Osteomyelitis can be caused by hematogenous or contiguous microbial seeding of the bone, and Staphylococcus aureus is considered the most common etiological agent.^1–6 Therefore, delivering pharmaceutical agents to localized sites is useful for the treatment of chronic osteomyelitis.^6–8 Tetracycline hydrochloride (TC), an antibiotic fighting bacteria in the body, is a common drug to treat osteomyelitis⁹ by using drug delivery systems (DDS).^10,11 At present, various DDS, such as liposomes, micelles, microspheres and polymer/inorganic scaffolds,¹² are widely investigated for this disease treatment, and biopolymer/ceramic scaffolds in drug delivery have achieved some remarkable progress¹³ due to their characteristics of high biodegradation behavior and good body response. Moreover, these composites as scaffolds for drug delivery can significantly reduce the initial burst release.

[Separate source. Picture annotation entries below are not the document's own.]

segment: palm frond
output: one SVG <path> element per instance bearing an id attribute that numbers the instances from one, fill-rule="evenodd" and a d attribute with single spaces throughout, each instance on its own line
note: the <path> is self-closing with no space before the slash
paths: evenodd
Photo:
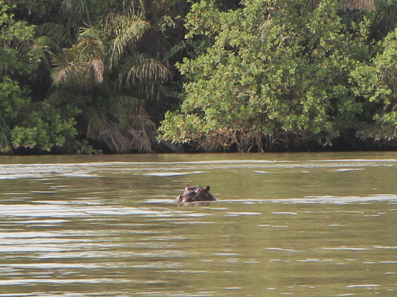
<path id="1" fill-rule="evenodd" d="M 103 61 L 100 59 L 95 58 L 93 60 L 91 65 L 94 72 L 95 81 L 100 84 L 103 81 L 103 73 L 105 69 Z"/>
<path id="2" fill-rule="evenodd" d="M 79 37 L 90 37 L 96 40 L 101 39 L 100 32 L 93 28 L 89 27 L 81 27 L 79 32 Z"/>
<path id="3" fill-rule="evenodd" d="M 114 121 L 125 128 L 131 115 L 145 113 L 143 101 L 132 96 L 113 97 L 110 99 L 108 112 Z"/>
<path id="4" fill-rule="evenodd" d="M 362 9 L 366 10 L 375 10 L 374 0 L 340 0 L 343 6 L 348 9 Z"/>
<path id="5" fill-rule="evenodd" d="M 162 84 L 171 78 L 172 74 L 170 69 L 160 61 L 155 59 L 141 57 L 140 63 L 131 67 L 128 71 L 127 84 L 131 82 L 135 84 L 137 80 L 145 84 Z"/>
<path id="6" fill-rule="evenodd" d="M 118 62 L 128 47 L 133 48 L 136 42 L 149 29 L 150 24 L 143 16 L 111 13 L 108 17 L 105 30 L 113 32 L 110 67 Z"/>
<path id="7" fill-rule="evenodd" d="M 48 35 L 51 37 L 52 42 L 56 40 L 58 44 L 69 45 L 73 43 L 73 38 L 69 32 L 62 25 L 54 23 L 45 23 L 38 26 L 36 34 L 38 35 Z"/>
<path id="8" fill-rule="evenodd" d="M 48 99 L 48 103 L 54 107 L 58 107 L 70 101 L 70 97 L 67 92 L 57 89 L 52 93 Z"/>
<path id="9" fill-rule="evenodd" d="M 82 85 L 85 80 L 85 70 L 73 61 L 60 65 L 59 61 L 53 60 L 53 63 L 57 65 L 51 73 L 51 78 L 55 85 Z"/>
<path id="10" fill-rule="evenodd" d="M 77 28 L 83 17 L 88 16 L 88 9 L 84 0 L 64 0 L 60 11 L 67 19 L 69 27 Z"/>

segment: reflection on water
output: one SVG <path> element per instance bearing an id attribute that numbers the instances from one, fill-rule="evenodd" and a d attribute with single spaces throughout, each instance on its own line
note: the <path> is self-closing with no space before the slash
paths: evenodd
<path id="1" fill-rule="evenodd" d="M 0 297 L 395 296 L 395 154 L 2 157 Z"/>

Usually, microspheres, such as chitosan¹⁴ (CS) microspheres, were designed as drug carriers by encapsulating the drug within the microspheres¹⁵ to enhance control of drug release rates. CS is a polysaccharide polymer comprising of copolymers of glucosamine and N-acetyl glucosamine. Compared with other polymers commonly used in drug controlled release field, CS possesses more bioactivities.¹⁶ CS has been used in the formulation of particulate DDS to achieve controllable drug delivery due to its biodegradation and biocompatibility. However, the flaws, including weak mechanical properties and burst release of the drugs,¹⁷ are inevitable when pristine biopolymers are used as drug carriers.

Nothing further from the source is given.